Es segura para que se quede, Su Majestad —afirmó con certeza.

Asher respondió con una risa ligera —Estoy seguro de que lo es.

No es como si Lysandra me enviara aquí para morir después de todo eso.

Pero buen trabajo…

ambas.

Urgh…

—Sus palabras fueron abruptamente interrumpidas por una mueca de dolor, un calor abrasador extendiéndose por su cuerpo.

Sentía como si sus huesos, nervios, y todo estuvieran siendo lentamente derretidos.

Si esto continúa, podría volverse loco.

Erradicadora instintivamente dio un paso adelante, la mirada de sus ojos rojos y estrechos vacilante, pero no estaba segura de cómo aliviar su malestar.

En ese momento, Naida intervino, sus acciones rápidas y prácticas —Ayudaré a Asher hacia la cama —su voz tranquila y aseguradora—, prepararé una poción para que te sientas mejor —le dijo.

Erradicadora miró a los dos un segundo antes de hacer una reverencia respetuosa y salir de la habitación, dejando al rey en las capaces manos de Naida.

Después de dejar que Asher se recostara sobre una almohada suave en la cama, preguntó con una mueca —La llave…

está segura, ¿verdad?

Naida sonrió mientras sus dedos alcanzaban el escote de su vestido, haciendo que Asher parpadeara.

Luego, con un movimiento repentino y elegante, sumergió sus dedos en la V de su vestido, y luego retiró su mano, el puño carmesí brillando en la luz tenue.

—Como prometí, nunca permitiría que cayera en manos equivocadas —Diciendo eso, colocó el puño en la mesa y luego se dirigió a otra mesa, donde preparó hábilmente una poción, vertiéndola en un cáliz.

Asher se sorprendió de que ella escondiera la llave en un lugar tan vulnerable, o tal vez no era tan sorprendente ya que no quedaban muchas opciones para esconderla.
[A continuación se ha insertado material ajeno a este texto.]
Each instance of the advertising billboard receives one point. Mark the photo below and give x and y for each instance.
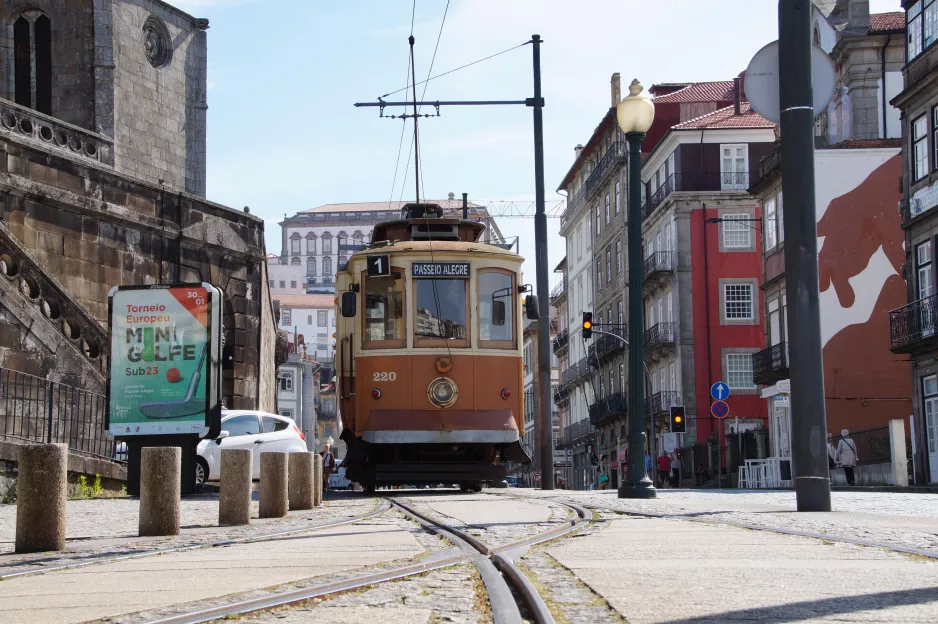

Pero, ¿quién hubiera sabido que este inocuo aspecto del puño era la razón por la que el reino más poderoso estaba tratando de cazarlo?

Definitivamente tenía que descubrir los secretos detrás de esta ‘llave’.

Sin embargo, con la habitación ahora más tranquila y ahora que estaban solos, Asher no podía dejar de preguntarse qué estaría pensando Naida sobre lo que vio allí atrás.

Si ella le dice a alguien, él estará acabado.

Ni siquiera Rowena toleraría a alguien que tuviera algún tipo de relación con el maná radiante.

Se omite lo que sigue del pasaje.